Knot Symbol Jewellery
Knot Symbol Jewellery
Sentimental and ceremonial jewellery employing knot motifs
Knot symbol jewellery is a long-running theme in European, Mediterranean and Asian jewellery in which the visual form of a tied knot, whether a simple overhand knot, a reef or square knot, a Stafford knot, a true lover's knot, or a more elaborate decorative form such as the Carrick bend or the Celtic interlace, is used as the principal motif of a piece. The knot motif carries a recurring set of symbolic associations across the cultures that have used it: union, binding obligation, eternity, remembrance, and protection. The motif appears across two thousand years of jewellery history and remains in current use in both bridal and sentimental contexts.
Mediaeval and renaissance origins
The Stafford knot, an ornamental three-loop interlace, was adopted by the Stafford family in the late mediaeval period as a heraldic device and was carried into civic and ecclesiastical jewellery as a marker of allegiance to the family. The Bowen knot or true lover's knot, a four-loop symmetric interlace, became associated in Tudor and Stuart England with marriage and engagement and is found on numerous gimmel rings and posy rings of the sixteenth and seventeenth centuries.
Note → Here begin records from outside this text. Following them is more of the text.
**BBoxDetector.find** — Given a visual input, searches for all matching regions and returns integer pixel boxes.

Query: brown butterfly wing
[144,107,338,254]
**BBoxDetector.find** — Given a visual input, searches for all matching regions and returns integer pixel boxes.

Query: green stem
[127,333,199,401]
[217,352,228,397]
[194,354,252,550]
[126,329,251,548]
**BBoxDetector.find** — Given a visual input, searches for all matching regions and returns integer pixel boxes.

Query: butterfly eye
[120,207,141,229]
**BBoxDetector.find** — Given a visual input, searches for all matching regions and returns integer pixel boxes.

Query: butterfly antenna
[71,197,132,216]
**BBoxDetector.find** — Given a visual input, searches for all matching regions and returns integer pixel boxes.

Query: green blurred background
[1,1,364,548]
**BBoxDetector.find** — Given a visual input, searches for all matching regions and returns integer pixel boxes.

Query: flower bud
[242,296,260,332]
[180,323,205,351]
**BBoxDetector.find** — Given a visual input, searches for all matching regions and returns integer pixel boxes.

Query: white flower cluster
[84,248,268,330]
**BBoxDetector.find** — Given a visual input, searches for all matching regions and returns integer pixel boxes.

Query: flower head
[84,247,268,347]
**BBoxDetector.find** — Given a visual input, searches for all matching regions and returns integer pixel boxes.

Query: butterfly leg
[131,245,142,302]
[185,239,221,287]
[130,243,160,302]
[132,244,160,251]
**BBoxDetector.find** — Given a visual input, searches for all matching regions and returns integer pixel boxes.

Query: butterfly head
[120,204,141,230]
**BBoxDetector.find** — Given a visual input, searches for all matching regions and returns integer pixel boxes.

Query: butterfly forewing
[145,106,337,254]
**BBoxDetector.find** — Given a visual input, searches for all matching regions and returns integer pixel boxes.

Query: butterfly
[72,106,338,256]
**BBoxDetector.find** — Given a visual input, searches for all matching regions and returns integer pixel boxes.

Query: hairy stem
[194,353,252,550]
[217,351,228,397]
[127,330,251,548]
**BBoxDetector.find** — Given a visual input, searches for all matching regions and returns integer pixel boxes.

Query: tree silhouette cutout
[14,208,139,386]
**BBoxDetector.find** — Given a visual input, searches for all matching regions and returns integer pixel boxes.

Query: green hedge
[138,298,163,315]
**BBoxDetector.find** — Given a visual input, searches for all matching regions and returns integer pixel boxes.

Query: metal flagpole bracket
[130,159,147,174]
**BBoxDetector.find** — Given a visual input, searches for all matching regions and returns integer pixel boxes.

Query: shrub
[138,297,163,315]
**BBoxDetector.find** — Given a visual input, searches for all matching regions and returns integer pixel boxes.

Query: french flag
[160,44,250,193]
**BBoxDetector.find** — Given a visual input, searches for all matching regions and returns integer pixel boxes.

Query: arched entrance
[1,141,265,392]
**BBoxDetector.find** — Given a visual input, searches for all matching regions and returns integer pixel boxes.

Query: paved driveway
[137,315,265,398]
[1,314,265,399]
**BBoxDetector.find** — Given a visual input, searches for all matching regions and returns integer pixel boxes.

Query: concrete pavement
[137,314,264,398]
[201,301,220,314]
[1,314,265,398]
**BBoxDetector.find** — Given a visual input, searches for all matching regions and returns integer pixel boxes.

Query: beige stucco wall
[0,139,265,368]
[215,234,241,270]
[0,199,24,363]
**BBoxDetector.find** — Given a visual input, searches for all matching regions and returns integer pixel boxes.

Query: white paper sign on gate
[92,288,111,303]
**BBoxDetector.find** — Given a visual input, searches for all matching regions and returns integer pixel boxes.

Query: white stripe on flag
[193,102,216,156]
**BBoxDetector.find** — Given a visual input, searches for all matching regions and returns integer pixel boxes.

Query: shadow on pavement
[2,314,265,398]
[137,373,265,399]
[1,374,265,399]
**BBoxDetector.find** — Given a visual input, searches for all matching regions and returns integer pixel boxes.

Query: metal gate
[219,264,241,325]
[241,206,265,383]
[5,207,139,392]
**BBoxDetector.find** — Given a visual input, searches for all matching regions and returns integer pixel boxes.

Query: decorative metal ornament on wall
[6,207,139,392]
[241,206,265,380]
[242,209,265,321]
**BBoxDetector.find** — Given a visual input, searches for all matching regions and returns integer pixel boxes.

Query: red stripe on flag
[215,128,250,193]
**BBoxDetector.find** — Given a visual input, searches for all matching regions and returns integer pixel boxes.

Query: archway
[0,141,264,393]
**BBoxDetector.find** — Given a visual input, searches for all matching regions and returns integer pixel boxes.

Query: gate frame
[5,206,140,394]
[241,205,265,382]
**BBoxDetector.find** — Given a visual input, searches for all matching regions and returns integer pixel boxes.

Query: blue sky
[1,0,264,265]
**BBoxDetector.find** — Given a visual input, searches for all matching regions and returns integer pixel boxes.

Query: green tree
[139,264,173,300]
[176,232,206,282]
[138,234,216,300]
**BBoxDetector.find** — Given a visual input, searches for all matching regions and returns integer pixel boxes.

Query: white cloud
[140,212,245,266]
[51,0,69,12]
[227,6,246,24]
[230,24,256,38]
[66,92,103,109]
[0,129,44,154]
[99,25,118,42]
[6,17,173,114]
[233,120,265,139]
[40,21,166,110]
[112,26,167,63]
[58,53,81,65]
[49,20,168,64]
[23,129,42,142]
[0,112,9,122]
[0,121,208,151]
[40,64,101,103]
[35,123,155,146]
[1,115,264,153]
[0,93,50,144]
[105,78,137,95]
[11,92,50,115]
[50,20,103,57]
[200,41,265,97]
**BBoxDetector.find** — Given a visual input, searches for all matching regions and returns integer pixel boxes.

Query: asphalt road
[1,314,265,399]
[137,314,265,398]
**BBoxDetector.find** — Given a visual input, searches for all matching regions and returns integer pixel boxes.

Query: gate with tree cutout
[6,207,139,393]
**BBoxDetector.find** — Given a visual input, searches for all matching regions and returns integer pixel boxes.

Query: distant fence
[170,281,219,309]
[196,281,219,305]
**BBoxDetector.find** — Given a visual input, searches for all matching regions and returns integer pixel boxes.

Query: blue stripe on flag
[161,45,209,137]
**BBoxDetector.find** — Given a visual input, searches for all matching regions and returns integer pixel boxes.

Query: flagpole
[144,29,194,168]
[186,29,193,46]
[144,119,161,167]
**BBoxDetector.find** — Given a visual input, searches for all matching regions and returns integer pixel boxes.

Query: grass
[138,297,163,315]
The Italian renaissance contributed the lacci d'amore, an elaborate ribbon-and-knot motif found in pendants and bridal girdles. Continental and English work of the period frequently combined knot motifs with set rubies, diamonds and pearls, the gems sometimes positioned to mark the crossings of the knot.
Georgian and Victorian sentimental jewellery
The knot motif found its largest market in the Georgian and Victorian periods, when sentimental jewellery as a category became one of the largest segments of the English and French trades. Lover's knot brooches, knotwork pendants, knot ear studs and knot rings were marketed for engagement, anniversary and mourning use. Mourning examples often substituted woven hair for metal, with the deceased's hair plaited into a true lover's knot and set behind a glass or rock-crystal cover within a gold or pinchbeck frame. The Victorian taste for personal symbolism gave the knot a layered set of meanings within a single piece: the form spoke of union, the use of mourning hair spoke of remembrance, and the choice of gem (jet, onyx, garnet) spoke of the relationship between the giver and the receiver.
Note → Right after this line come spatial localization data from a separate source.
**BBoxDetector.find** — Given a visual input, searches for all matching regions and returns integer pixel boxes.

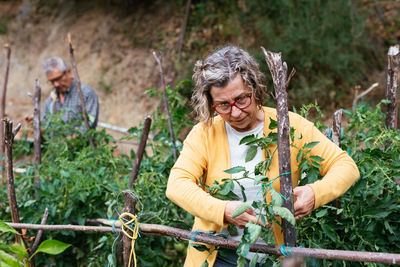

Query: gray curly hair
[192,45,267,126]
[43,57,69,74]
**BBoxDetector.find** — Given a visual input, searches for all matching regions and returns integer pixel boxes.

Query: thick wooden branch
[0,44,11,183]
[4,119,21,243]
[385,45,399,130]
[122,190,136,267]
[129,116,152,188]
[5,222,400,265]
[152,51,178,161]
[261,46,296,246]
[67,33,95,148]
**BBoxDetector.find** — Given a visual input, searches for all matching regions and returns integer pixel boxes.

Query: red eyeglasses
[213,93,252,115]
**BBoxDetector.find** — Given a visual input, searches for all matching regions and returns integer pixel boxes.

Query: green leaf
[200,260,209,267]
[269,118,277,130]
[316,209,328,218]
[296,151,303,163]
[303,141,320,149]
[384,221,395,235]
[0,250,23,267]
[224,166,246,174]
[0,220,19,235]
[219,180,234,195]
[321,224,338,242]
[238,242,250,258]
[245,146,258,162]
[272,206,295,226]
[270,188,283,207]
[310,155,324,162]
[246,222,262,244]
[232,201,253,218]
[23,200,36,207]
[254,175,268,184]
[249,253,259,267]
[9,243,28,259]
[239,135,257,145]
[237,255,247,267]
[342,109,353,117]
[31,240,71,258]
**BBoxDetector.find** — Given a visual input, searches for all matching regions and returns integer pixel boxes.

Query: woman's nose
[230,105,242,117]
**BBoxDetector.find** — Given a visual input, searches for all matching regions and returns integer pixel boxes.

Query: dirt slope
[0,1,183,135]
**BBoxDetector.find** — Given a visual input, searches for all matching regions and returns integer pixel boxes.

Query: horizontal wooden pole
[5,222,400,264]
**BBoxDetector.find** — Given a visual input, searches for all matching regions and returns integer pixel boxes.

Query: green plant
[297,101,400,266]
[0,219,71,267]
[0,79,194,266]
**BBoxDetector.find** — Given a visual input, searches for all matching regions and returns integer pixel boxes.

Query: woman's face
[210,74,264,132]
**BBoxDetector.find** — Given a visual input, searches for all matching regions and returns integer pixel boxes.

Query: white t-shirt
[225,121,265,259]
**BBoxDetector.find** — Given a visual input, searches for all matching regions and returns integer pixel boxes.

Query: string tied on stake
[256,171,292,196]
[280,245,305,257]
[119,212,139,267]
[280,245,292,256]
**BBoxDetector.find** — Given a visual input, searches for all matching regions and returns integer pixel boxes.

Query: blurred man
[41,56,99,134]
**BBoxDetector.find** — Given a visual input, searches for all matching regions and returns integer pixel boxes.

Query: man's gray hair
[192,45,267,126]
[43,57,69,74]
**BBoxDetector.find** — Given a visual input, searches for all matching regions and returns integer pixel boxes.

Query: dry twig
[152,51,178,161]
[67,33,95,148]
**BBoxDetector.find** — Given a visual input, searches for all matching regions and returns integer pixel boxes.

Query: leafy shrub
[0,83,192,266]
[297,101,400,266]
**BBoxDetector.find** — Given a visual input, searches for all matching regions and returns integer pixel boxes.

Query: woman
[166,46,359,266]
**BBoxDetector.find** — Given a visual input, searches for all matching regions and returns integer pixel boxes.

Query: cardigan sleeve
[166,123,228,227]
[294,114,360,209]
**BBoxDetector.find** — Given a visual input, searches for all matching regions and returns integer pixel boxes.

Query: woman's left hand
[293,185,315,220]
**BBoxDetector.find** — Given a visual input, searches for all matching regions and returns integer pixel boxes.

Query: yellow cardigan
[166,107,359,266]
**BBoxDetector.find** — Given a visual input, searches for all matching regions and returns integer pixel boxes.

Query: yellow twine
[119,212,139,267]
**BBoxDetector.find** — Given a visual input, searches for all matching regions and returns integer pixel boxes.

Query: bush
[297,101,400,266]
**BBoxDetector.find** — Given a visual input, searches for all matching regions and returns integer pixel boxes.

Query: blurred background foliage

Celtic interlace and revival
The Celtic Revival of the late nineteenth century, centred in Dublin, Edinburgh and Glasgow, brought the early-mediaeval Celtic interlace knot back into circulation in jewellery, on the model of the Book of Kells and the surviving Insular metalwork. The Penannular brooches and Tara-style pieces of the period employ knotwork as the principal decorative scheme. Continental Art Nouveau designers, including Lalique and Vever, used loose, organic knot motifs in pendants and combs. The form has remained a steady part of the trade since, with cycles of revived popularity tied to the broader oscillations of bridal taste.
Contemporary use
In contemporary fine jewellery the knot motif appears in three principal forms: the Tiffany Knot collection, which renders true lover's knots in 18-carat gold with diamond accents; the various Cartier Trinity-adjacent designs that play with the rolled-band structure of three interlinked rings, sometimes interpreted as a knot; and a continuing volume of independent designer work that revisits the Stafford and Carrick forms in handmade gold and platinum. As bridal alternatives, knot rings and knot pendants are commonly given for engagement, anniversary, and milestone events.
Care and durability
Knot-form pieces are intricate by definition and present recurring care issues. The crossings of the knot are difficult to clean and accumulate skin oils and soap residue. Hand-fabricated knots in gold and platinum are durable but susceptible to deformation if caught on clothing; cast knots reproduced from a master at scale are typically less detailed but more rigid. The symbolic and sentimental value of these pieces means that they are often kept in family collections for several generations, which makes periodic re-tightening, re-polishing and stone-checking a routine bench task on inherited examples.